MAC: An Efficient Gradient Preconditioning using Mean Activation Approximated Curvature
Hyunseok Seung, Jaewoo Lee, Hyunsuk Ko
TL;DR
MAC addresses the impracticality of second-order optimizers by exploiting the spectral structure of Kronecker-factored FIMs and introducing a rank-1 activation KF. By approximating the activation factor with the mean activation outer product and treating the pre-activation gradient factor as identity, MAC enables a closed-form, Sherman–Morrison-invertible preconditioner suitable for both CNNs and transformers, including attention mechanisms. The authors prove convergence under overparameterization and demonstrate through extensive experiments that MAC achieves faster training and comparable or better accuracy than KFAC variants across CIFAR and ImageNet, while drastically reducing memory overhead. The work also integrates attention scores into the transformer preconditioner, yielding tangible accuracy gains on Vision Transformers and preserving stability in large-scale training.
Abstract
Second-order optimization methods for training neural networks, such as KFAC, exhibit superior convergence by utilizing curvature information of loss landscape. However, it comes at the expense of high computational burden. In this work, we analyze the two components that constitute the layer-wise Fisher information matrix (FIM) used in KFAC: the Kronecker factors related to activations and pre-activation gradients.
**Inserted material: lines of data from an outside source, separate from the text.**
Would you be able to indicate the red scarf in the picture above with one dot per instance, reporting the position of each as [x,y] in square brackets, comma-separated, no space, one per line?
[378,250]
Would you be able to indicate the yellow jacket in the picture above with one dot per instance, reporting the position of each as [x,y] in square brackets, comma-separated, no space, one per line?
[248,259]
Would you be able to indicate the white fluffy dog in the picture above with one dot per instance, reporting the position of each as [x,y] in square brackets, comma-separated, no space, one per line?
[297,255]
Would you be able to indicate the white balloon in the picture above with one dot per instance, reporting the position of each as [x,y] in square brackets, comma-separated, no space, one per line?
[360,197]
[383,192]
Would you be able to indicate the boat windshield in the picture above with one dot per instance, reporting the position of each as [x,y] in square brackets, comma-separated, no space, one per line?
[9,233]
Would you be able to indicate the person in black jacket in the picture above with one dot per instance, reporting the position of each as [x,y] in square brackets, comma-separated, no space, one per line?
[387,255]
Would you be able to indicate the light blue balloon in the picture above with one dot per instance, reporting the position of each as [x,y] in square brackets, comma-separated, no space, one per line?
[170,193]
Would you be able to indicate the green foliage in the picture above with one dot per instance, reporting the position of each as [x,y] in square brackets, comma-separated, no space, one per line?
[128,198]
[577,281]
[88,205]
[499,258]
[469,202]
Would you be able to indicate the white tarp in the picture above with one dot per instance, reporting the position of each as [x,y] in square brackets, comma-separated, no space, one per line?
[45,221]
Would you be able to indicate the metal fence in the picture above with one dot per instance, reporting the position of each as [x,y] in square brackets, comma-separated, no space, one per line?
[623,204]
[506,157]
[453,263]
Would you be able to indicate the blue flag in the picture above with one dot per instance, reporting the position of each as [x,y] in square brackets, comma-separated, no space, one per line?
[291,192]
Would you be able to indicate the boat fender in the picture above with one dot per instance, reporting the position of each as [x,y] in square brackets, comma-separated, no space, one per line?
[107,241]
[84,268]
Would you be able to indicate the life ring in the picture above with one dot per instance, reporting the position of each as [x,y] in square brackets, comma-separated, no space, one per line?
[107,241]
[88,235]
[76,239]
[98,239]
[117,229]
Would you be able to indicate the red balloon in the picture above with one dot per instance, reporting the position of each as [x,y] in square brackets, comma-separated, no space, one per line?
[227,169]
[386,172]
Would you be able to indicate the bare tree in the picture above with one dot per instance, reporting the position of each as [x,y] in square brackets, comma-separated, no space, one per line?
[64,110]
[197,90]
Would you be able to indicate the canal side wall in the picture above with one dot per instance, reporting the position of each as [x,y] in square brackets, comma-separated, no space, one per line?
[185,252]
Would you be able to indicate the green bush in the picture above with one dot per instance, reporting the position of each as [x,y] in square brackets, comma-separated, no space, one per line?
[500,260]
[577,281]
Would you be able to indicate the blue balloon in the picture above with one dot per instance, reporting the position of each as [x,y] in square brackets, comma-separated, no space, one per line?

Based on empirical observations on their eigenspectra, we propose efficient approximations for them, resulting in a computationally efficient optimization method called MAC. To the best of our knowledge, MAC is the first algorithm to apply the Kronecker factorization to the FIM of attention layers used in transformers and explicitly integrate attention scores into the preconditioning. We also study the convergence property of MAC on nonlinear neural networks and provide two conditions under which it converges to global minima. Our extensive evaluations on various network architectures and datasets show that the proposed method outperforms KFAC and other state-of-the-art methods in terms of accuracy, end-to-end training time, and memory usage.